There is simply no need for anyone who believes the world was created to insist this creation must have followed physical laws that were not then in existence (they were in the process of being created themselves, just like the universe of which they are a constituent part). To say this is akin to saying that a ticking clock could only have ticked its way into existence. The universe, physical reality as we know it, was first created, and only after this (in fact, also after the eating of the fruit, the Flood, and the Tower of Babel) did the laws of physicality gel into what we know today. Nor is the assertion that G-d created a fully functioning universe (or an Adam with the body of a 20 year old) the claim that the world was created with the "illusion of age." It is an "illusion of age" only to someone who dogmatically insists that the world must have developed much as the things within the fully functioning universe do today before our eyes (an analogy).

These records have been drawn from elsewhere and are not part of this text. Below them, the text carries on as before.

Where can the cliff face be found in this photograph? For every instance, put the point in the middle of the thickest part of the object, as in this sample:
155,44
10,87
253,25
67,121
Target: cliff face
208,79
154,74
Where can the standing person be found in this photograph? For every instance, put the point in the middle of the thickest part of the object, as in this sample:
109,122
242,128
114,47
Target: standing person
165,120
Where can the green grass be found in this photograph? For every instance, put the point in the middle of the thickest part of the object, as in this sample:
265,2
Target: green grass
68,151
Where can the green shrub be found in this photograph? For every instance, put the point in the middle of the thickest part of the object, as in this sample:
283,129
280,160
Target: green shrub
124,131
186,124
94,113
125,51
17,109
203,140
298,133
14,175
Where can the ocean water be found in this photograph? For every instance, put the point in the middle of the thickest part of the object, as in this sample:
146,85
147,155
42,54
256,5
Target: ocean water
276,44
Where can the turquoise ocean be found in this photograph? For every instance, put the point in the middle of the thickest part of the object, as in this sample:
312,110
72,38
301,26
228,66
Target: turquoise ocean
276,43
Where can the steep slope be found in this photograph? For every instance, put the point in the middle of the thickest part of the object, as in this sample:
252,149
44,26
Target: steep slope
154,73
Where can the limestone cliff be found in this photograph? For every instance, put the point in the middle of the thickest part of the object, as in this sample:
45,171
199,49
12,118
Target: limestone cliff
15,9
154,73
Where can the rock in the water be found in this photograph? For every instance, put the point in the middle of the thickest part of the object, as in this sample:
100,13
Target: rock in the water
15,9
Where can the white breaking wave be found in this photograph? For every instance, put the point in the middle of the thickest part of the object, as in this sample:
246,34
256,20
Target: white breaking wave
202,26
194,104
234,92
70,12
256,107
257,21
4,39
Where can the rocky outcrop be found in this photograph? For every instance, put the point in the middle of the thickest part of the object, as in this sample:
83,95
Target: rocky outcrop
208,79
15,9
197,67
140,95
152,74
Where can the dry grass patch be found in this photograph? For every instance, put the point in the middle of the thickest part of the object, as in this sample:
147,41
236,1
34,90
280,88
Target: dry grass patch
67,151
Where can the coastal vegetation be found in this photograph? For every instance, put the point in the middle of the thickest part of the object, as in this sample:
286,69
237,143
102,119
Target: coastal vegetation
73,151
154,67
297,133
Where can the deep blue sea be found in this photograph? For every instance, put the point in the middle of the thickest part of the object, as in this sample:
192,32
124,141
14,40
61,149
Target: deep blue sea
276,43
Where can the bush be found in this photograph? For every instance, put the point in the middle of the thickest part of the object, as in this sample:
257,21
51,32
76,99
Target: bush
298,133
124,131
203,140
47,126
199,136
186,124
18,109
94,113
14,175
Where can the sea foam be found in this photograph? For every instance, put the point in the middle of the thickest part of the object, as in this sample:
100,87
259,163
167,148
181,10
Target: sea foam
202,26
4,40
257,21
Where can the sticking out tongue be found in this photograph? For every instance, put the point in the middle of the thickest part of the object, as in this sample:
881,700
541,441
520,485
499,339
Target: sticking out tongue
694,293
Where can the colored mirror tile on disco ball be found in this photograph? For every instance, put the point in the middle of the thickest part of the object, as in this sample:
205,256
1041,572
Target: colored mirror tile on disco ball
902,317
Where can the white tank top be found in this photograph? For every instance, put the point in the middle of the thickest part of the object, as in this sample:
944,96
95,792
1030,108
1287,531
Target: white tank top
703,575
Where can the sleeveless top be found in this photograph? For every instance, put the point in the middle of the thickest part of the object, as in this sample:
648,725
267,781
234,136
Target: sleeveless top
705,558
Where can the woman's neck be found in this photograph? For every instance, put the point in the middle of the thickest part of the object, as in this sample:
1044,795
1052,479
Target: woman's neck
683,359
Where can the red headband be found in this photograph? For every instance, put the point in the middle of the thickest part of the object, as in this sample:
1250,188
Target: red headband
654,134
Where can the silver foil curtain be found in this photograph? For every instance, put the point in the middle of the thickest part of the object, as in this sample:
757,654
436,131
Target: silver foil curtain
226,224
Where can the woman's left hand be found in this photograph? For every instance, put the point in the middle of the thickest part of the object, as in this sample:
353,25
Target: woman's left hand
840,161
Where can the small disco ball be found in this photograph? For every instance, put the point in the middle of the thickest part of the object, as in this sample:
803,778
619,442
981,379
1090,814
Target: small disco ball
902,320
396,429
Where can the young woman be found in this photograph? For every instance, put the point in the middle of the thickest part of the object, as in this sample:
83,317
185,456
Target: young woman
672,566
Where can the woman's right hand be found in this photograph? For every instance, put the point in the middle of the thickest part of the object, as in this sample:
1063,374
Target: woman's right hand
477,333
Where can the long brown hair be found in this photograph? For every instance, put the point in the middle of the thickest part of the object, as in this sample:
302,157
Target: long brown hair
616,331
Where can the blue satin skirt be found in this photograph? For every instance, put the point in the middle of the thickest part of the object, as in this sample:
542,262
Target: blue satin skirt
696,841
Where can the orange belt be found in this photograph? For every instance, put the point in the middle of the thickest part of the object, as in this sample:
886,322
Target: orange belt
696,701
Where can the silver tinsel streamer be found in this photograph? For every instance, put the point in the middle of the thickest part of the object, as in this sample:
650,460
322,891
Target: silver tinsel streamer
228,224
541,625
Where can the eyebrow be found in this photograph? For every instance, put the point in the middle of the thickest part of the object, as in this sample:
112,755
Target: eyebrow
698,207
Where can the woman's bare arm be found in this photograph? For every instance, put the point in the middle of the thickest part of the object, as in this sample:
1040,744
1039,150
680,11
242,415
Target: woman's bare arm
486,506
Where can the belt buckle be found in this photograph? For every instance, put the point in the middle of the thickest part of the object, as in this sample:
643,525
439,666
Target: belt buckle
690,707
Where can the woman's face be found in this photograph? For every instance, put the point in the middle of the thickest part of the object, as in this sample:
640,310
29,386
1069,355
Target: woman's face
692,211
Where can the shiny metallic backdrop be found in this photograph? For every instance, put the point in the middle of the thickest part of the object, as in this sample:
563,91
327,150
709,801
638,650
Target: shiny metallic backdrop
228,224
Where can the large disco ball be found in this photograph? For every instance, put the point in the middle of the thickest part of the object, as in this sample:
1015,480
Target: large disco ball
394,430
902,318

I would also point out that those who insist on relativizing time so that they may absolutize natural law are making an arbitrary decision not to take the opposite approach, ie, to relativize natural law and absolutize time. Simply put, the universe contains natural law, and this law could not have pre-existed it or governed its creation (unless, like our old "friend" Gecko, you want to claim that the laws of physics exist outside the universe as absolute platonic ideals).

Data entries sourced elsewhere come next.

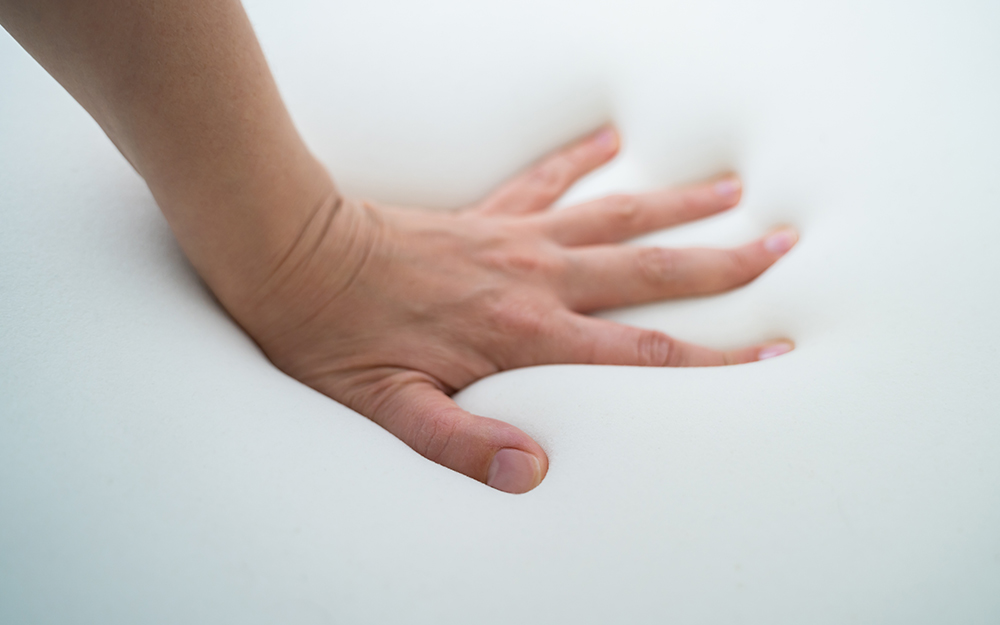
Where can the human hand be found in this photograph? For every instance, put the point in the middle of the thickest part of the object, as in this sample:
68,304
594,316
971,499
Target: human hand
390,311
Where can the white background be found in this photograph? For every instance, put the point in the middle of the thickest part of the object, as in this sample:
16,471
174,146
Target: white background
155,468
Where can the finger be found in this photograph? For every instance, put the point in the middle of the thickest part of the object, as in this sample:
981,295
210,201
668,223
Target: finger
611,276
544,182
621,217
588,340
419,413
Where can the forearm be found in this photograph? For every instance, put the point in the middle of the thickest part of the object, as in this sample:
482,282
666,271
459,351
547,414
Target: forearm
183,90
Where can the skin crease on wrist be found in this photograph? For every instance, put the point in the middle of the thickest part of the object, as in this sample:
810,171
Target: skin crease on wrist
387,310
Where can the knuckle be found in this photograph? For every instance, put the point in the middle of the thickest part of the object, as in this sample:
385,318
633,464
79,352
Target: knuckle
517,318
656,266
623,212
433,435
525,261
654,349
740,268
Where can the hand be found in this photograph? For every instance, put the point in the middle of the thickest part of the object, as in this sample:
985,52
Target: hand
389,311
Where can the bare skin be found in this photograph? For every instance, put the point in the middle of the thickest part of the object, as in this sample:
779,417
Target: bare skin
387,310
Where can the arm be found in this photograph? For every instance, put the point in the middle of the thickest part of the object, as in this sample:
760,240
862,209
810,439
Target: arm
182,89
389,311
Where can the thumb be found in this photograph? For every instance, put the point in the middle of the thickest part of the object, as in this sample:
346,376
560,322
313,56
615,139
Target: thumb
491,451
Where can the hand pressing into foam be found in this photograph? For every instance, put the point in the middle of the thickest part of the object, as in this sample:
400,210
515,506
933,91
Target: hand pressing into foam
390,311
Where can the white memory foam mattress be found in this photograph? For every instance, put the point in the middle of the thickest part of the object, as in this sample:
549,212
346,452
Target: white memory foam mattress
155,468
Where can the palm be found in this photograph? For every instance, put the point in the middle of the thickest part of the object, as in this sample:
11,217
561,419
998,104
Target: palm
391,311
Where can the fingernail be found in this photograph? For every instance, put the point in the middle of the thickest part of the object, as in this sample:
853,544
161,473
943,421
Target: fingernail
774,350
513,471
607,139
781,241
728,187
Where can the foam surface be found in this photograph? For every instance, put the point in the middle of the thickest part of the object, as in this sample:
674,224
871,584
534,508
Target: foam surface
154,467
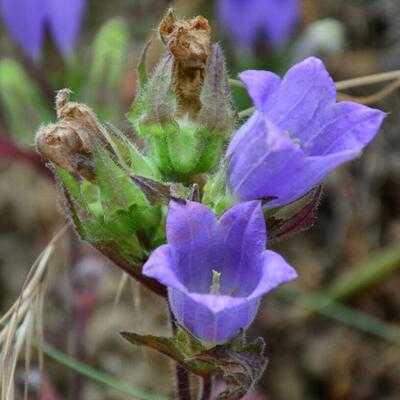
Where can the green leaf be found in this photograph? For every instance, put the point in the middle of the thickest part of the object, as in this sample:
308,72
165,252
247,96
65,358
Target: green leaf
239,363
185,147
213,146
182,348
24,108
116,188
141,164
110,51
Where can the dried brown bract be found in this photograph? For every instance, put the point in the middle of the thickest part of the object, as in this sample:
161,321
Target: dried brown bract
189,41
68,142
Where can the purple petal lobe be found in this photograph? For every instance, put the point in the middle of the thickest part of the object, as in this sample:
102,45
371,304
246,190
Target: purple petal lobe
191,228
214,320
260,85
305,91
344,126
297,136
264,164
198,247
242,240
161,265
276,271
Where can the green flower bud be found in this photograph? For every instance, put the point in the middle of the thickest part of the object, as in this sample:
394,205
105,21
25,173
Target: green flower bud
184,109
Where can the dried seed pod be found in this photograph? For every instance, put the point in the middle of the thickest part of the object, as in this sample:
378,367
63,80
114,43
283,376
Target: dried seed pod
68,142
189,41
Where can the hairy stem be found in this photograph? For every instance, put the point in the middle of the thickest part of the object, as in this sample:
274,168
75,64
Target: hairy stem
149,283
181,374
206,389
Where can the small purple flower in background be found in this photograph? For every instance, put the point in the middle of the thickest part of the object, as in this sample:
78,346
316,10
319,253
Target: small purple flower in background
297,135
216,271
247,20
27,21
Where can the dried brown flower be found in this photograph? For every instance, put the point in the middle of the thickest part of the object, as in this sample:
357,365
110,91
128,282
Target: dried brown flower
189,41
68,142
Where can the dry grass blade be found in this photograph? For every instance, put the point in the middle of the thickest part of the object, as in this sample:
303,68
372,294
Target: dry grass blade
23,320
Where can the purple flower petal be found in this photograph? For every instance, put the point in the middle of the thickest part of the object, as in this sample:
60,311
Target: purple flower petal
214,319
265,163
191,227
27,20
297,136
276,272
305,92
260,85
162,266
344,126
24,20
243,239
64,18
199,247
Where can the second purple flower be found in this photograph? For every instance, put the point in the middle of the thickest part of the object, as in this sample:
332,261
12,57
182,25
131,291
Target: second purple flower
297,135
216,271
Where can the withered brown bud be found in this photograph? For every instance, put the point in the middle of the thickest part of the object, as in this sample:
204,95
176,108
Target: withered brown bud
189,41
68,142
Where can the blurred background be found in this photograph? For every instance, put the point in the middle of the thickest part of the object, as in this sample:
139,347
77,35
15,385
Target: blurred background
334,334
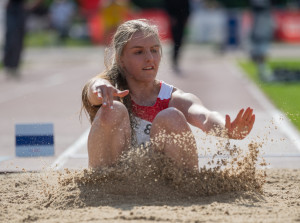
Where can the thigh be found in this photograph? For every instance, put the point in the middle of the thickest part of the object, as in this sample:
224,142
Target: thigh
109,136
172,135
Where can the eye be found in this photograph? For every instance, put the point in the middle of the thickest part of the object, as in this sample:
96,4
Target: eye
138,52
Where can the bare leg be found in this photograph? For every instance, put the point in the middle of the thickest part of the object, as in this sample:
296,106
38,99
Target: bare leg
109,136
178,141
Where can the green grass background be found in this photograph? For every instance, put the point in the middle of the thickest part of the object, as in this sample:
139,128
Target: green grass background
286,96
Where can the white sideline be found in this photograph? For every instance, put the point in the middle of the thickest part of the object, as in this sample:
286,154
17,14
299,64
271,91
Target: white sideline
281,120
62,159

Finally, I would offer a word to all those who think that Fundamentalist Protestants, who have remained faithful while everyone else either wavered or were invisible to the world, are being unreasonable. So far as I know, most evolutionists claim to support religious freedom, but they have to redefine religion as an allegorical method of inculcating ethics via culturally conditioned rituals and symbols. Freedom of religion, in other words, applies only to practices and not to beliefs (on this matter our contemporary materialists share the philosophy of the pre-modern Catholic Church, namely, that error has no rights). However, not all religions have rituals. Fundamentalist Protestantism is particularly devoid of rituals and customs (its worship service consists of listening to a lecture), and it consists almost totally in believing certain things about the real world and about what has happened in history. If this were taken away from them there would be nothing left. It's too bad that people who shed crocodile tears for the "genocide" of the native American cultures or of the peasant Catholic Irish during the potato famine can't treat Fundamentalist Protestants with the same respect. Oh well.
"...But ULTRA-orthodox with a trimmed beard?"
Don't judge a book by YOUR idea of what the cover should look like. There is not such thing as "ultra-orthodox." It's a pejorative phrase given by others who feel threatened because of their own insecurities of people who live an observant Jewish life.